Why Obama should go easier on them.
On June 3, a military court-martial will begin for Bradley Manning, a U.S. Army private who was arrested in 2010 for carrying out the largest leak in U.S. history. The trial begins at a moment when the Justice Department is under fire for its aggressive conduct during two leak investigations that recently became public. In one case, it seized the phone records of Associated Press reporters; in the other, it targeted Fox News reporter James Rosen as a coconspirator in a leak investigation against one of his sources, a contract employee at the State Department.

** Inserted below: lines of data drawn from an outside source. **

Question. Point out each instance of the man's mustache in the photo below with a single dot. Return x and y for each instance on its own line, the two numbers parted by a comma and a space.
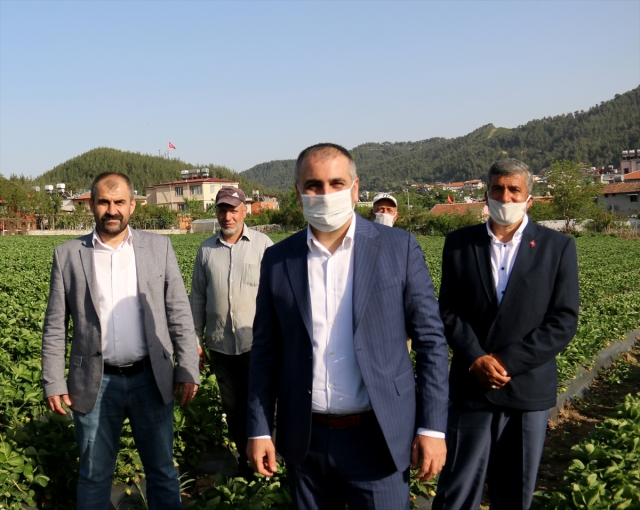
108, 217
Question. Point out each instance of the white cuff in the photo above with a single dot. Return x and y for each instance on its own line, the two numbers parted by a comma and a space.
430, 433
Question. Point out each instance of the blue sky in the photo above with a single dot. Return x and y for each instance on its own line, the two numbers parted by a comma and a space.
240, 83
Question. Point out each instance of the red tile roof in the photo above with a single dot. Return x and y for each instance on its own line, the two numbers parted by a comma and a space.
189, 181
84, 196
475, 207
621, 187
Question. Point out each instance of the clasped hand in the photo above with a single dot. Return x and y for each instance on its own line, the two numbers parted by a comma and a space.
490, 371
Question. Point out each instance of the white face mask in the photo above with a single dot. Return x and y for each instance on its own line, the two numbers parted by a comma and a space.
328, 212
507, 213
384, 219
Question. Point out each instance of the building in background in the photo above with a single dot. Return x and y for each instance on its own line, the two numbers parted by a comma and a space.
630, 162
260, 203
172, 194
621, 198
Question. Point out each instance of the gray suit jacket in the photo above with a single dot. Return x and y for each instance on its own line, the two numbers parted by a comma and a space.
74, 292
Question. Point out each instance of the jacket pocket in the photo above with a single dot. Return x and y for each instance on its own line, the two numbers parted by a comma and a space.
251, 274
385, 284
405, 382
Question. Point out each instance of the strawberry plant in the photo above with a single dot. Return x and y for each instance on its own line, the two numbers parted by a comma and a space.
605, 471
39, 458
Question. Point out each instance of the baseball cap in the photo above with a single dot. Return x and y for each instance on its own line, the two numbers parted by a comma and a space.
380, 196
231, 196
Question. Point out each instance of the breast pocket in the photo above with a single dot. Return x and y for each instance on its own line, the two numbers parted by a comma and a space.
405, 382
251, 274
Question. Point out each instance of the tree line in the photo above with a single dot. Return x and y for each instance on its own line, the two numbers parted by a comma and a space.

There are important differences among these cases, of course. Bradley Manning was bound by his oath as a soldier to protect sensitive information, whereas the AP and Fox both have a professional duty to seek out news that is often shrouded in secrecy. Still, all three cases point to an underlying truth about Barack Obama: he has gone to great lengths to stifle unauthorized sources of information about his foreign policy.

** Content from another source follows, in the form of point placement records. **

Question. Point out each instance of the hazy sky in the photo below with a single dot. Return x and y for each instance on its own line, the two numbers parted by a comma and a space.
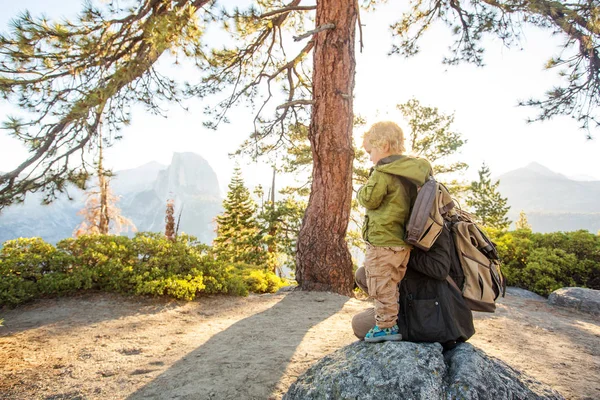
483, 100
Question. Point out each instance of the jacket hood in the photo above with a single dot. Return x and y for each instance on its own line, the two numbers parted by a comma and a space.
416, 170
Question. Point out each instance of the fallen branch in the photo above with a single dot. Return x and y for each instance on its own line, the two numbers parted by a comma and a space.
316, 30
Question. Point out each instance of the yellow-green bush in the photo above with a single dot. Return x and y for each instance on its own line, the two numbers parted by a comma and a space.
543, 263
147, 264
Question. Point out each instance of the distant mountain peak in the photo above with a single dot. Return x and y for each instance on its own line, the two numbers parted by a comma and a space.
542, 170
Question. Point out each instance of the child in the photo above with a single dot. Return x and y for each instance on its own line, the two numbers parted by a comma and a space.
387, 197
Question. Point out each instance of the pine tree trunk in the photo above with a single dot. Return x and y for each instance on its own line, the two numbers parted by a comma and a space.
103, 183
323, 259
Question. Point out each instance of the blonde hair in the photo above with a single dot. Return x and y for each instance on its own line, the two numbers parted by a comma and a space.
386, 132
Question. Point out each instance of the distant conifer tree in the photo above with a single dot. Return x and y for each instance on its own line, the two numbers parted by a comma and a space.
432, 137
238, 234
170, 220
486, 202
522, 222
99, 219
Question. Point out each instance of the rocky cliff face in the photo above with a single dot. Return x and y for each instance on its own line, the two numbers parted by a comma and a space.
143, 192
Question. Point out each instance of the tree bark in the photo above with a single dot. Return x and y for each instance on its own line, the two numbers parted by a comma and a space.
323, 259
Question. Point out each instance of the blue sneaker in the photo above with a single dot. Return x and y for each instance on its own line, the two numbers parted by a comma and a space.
376, 334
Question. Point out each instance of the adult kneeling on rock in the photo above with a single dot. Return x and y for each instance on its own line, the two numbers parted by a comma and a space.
431, 310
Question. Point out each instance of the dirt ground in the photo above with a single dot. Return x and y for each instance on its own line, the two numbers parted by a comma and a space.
100, 346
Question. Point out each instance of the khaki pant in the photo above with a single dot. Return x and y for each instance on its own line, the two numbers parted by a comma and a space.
384, 269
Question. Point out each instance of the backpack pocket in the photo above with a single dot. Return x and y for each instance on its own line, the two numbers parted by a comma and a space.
480, 290
425, 321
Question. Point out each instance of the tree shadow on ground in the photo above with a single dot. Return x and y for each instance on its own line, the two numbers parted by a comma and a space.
247, 360
81, 310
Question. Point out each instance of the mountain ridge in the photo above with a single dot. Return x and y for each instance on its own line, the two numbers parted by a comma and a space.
143, 193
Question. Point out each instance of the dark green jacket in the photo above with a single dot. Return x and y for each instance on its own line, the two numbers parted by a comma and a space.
431, 310
387, 198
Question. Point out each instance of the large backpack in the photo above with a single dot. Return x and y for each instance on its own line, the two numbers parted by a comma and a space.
477, 276
483, 281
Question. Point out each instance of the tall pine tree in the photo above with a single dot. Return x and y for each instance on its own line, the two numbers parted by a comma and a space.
432, 137
238, 234
486, 202
522, 222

George W. Bush, of course, also waged a secretive war on Al Qaeda. But despite his disagreements with the press—for instance, he tried to persuade The New York Times not to expose a far-reaching National Security Agency program to track phone calls inside the United States—his administration never went so far as to suggest that reporters themselves might be committing crimes by doing their jobs. Yet that is what Obama’s Justice Department did in the Rosen case.

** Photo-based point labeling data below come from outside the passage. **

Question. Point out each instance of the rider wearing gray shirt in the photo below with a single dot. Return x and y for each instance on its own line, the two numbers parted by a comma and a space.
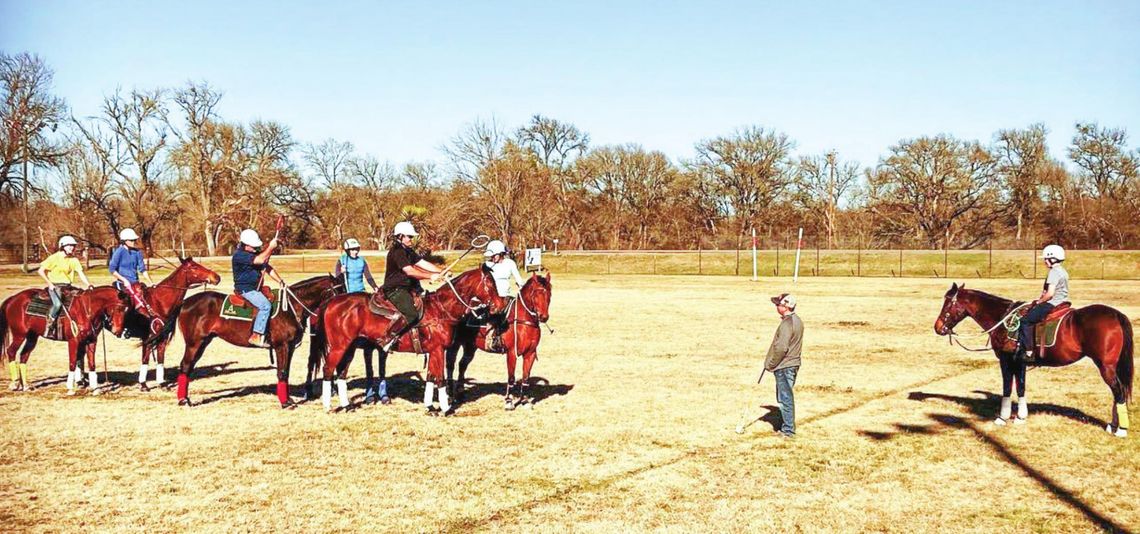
1053, 293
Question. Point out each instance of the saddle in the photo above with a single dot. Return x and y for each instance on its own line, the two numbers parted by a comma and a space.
236, 307
380, 305
1044, 333
40, 304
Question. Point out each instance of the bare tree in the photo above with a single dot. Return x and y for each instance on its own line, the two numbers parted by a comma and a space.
1108, 168
930, 184
822, 185
750, 169
29, 112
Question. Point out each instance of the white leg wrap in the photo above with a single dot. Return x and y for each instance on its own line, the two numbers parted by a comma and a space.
445, 402
326, 394
429, 394
342, 389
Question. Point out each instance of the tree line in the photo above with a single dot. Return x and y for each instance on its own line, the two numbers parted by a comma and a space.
164, 162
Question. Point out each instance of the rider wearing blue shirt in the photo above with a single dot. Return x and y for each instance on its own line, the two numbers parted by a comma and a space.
353, 268
250, 263
127, 265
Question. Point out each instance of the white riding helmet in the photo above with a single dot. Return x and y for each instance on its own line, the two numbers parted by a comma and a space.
405, 228
250, 237
495, 248
1053, 252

Obama now appears to understand the problem with treating reporters this way. During a major speech about the war on terror, he said he was instructing the Justice Department to review its guidelines for investigating journalists. “I’m troubled,” Obama said, “by the possibility that leak investigations may chill the investigative journalism that holds government accountable.”
According to Ben Wizner, director of the ACLU’s Speech, Privacy & Technology Project, the chilling effect is more than just a possibility. “There is no question a chill has already occurred largely as a result of the Holder Justice Department’s unprecedented investigation of journalists and their sources,” he says.
Going forward, if Obama really wants to address the problem, he will need to reconsider not only how his administration treats reporters but also how it treats the officials who leak unauthorized information. Yes, sometimes the government has reason to investigate and prosecute leakers. But without leakers, the public might never get a second opinion on what the government tells us about its most secretive actions.
From our June 14, 2013, issue; Leniency for Leakers.